Indeed, it appears that the outrage the president has faced over the nuclear deal is nothing compared with the pressure over the performance of his sports minister. In the end, this disapproval — and Goudarzi’s sporadic criticism of the Rouhani administration — proved to be very costly for him.
As for Rouhani’s recently resigned education minister, Fani, he was continuously on the verge of impeachment during his time in office. In fact, he was among the ministers who frequently commuted between their ministries and parliament in an effort to lobby parliament members not to impeach them. Fani hoped that the incoming, more government-friendly parliament elected on Feb. 26 would put less pressure on him, but he was wrong, as reports of embezzlement in the Teachers Reserve Fund had made his impeachment ever more pressing.
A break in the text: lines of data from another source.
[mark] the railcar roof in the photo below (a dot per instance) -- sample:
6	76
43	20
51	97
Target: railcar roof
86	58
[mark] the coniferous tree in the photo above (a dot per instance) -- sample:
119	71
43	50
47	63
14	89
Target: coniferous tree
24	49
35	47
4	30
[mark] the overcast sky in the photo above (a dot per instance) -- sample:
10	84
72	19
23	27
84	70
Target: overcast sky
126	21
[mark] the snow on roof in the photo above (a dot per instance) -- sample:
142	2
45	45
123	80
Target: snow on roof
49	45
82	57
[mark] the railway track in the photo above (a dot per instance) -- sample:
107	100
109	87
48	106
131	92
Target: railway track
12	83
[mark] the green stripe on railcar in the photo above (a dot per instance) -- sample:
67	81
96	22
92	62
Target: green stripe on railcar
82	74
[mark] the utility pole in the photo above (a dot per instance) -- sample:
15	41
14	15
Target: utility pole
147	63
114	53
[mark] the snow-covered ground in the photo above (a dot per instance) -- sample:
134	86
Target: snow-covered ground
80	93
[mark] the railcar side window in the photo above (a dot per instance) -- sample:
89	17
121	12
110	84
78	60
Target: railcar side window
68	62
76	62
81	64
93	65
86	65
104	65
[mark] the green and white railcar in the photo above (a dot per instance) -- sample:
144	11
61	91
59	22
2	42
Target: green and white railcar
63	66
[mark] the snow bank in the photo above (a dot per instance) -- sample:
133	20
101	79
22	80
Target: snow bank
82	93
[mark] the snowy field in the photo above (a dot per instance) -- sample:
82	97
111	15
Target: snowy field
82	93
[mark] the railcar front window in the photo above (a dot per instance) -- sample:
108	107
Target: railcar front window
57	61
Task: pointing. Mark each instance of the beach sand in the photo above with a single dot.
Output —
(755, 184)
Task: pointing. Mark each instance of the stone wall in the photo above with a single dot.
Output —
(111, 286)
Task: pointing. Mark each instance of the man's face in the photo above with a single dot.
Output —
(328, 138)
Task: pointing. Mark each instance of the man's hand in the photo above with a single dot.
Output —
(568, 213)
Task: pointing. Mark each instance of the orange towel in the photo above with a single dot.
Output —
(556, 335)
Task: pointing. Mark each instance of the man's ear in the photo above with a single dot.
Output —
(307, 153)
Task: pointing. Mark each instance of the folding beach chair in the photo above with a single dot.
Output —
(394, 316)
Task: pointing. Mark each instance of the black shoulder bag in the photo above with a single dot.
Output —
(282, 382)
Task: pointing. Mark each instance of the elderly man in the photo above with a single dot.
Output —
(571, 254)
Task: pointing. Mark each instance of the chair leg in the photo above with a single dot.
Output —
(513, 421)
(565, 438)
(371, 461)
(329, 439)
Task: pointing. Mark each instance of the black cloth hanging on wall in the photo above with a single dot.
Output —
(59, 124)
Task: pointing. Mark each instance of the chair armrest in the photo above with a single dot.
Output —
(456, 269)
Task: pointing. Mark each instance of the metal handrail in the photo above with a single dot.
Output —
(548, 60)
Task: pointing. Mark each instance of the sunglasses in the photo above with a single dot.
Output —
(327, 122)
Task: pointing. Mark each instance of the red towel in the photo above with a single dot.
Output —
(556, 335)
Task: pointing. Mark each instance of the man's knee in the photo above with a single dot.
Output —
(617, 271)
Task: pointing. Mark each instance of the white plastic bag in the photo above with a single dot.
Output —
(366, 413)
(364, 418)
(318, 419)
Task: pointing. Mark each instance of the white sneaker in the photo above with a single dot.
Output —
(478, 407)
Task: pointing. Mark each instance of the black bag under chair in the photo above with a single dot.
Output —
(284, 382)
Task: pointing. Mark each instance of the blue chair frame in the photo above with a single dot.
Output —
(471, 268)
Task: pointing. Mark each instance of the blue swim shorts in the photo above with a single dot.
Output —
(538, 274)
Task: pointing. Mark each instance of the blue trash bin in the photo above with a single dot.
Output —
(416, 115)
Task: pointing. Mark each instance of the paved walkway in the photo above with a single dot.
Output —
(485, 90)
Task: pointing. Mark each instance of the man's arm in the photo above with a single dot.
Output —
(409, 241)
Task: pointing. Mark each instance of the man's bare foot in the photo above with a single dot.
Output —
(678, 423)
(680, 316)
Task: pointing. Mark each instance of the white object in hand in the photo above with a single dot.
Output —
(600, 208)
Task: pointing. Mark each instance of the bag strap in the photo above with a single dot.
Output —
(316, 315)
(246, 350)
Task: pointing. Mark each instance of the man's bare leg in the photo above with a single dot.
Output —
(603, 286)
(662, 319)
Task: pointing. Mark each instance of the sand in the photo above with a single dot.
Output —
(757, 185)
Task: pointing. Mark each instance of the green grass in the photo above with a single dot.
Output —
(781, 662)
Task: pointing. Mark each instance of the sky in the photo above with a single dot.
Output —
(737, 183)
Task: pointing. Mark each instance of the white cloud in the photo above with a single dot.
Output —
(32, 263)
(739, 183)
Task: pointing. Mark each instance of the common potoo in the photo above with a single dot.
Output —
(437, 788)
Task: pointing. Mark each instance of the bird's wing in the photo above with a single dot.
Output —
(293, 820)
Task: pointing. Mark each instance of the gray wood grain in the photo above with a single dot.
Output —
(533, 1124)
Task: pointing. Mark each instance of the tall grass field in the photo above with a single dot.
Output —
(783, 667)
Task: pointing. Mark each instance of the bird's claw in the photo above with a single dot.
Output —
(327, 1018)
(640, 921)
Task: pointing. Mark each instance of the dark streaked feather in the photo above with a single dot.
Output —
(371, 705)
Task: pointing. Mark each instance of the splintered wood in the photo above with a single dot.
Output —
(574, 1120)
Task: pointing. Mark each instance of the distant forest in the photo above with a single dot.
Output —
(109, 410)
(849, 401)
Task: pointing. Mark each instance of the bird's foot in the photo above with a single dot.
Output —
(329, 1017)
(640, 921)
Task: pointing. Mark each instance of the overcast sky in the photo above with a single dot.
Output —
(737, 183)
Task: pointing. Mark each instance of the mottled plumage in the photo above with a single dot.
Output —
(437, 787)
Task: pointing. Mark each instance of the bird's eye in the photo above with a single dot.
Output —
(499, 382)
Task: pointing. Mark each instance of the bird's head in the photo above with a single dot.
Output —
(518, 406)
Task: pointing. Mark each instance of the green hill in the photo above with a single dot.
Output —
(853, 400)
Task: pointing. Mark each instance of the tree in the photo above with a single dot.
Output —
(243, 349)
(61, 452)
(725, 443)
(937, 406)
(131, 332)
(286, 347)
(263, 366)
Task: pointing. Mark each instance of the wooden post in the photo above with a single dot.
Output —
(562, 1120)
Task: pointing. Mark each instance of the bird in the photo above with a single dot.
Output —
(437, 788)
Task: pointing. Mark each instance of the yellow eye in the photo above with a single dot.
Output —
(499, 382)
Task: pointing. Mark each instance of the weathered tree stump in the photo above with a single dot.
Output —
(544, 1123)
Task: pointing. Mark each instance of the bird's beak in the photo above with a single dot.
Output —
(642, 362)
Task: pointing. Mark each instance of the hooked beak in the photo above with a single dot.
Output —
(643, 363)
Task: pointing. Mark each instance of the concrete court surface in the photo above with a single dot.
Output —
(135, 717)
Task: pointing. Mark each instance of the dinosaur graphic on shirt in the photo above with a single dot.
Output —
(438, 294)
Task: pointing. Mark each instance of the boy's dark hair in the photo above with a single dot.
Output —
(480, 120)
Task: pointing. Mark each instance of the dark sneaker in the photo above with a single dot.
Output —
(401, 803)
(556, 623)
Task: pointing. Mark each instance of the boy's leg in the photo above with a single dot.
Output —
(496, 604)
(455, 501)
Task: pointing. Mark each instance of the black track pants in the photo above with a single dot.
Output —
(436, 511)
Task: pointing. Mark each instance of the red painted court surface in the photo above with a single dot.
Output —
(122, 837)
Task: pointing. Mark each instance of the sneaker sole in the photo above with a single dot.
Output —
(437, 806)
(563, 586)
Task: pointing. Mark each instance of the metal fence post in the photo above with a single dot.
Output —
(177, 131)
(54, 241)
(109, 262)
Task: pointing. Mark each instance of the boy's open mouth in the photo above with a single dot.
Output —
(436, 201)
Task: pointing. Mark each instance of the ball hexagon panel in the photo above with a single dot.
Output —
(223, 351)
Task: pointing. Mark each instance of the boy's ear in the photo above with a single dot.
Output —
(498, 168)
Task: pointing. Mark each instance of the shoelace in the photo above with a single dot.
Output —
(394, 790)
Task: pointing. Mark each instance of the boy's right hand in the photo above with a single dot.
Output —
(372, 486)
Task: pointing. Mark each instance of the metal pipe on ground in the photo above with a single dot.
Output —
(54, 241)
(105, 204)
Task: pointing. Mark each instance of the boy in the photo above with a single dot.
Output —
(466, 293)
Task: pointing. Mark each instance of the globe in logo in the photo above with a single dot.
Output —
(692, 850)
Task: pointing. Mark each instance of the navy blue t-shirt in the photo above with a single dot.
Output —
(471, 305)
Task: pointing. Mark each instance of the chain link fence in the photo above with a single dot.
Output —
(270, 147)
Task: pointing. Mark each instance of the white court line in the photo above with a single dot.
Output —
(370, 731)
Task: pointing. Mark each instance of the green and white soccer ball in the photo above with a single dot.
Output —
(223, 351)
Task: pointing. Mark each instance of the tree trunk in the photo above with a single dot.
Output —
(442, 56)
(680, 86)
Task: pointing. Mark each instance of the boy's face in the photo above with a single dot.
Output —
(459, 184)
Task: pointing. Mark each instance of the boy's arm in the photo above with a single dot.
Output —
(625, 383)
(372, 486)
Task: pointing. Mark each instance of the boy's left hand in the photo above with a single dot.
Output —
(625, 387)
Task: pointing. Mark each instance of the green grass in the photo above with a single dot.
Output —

Last month, Hossein Maghsoudi, the spokesman for the parliamentary group tasked with fighting financial corruption, announced that violations had indeed taken place in the Teachers Reserve Fund. Maghsoudi said, “Clarifying the [case of corruption related to the] Teachers Reserve Fund is one of the main reasons why the education minister needs to be impeached. Investigations point to financial corruption of about 80,000 billion rials [$2.5 billion] in this fund.”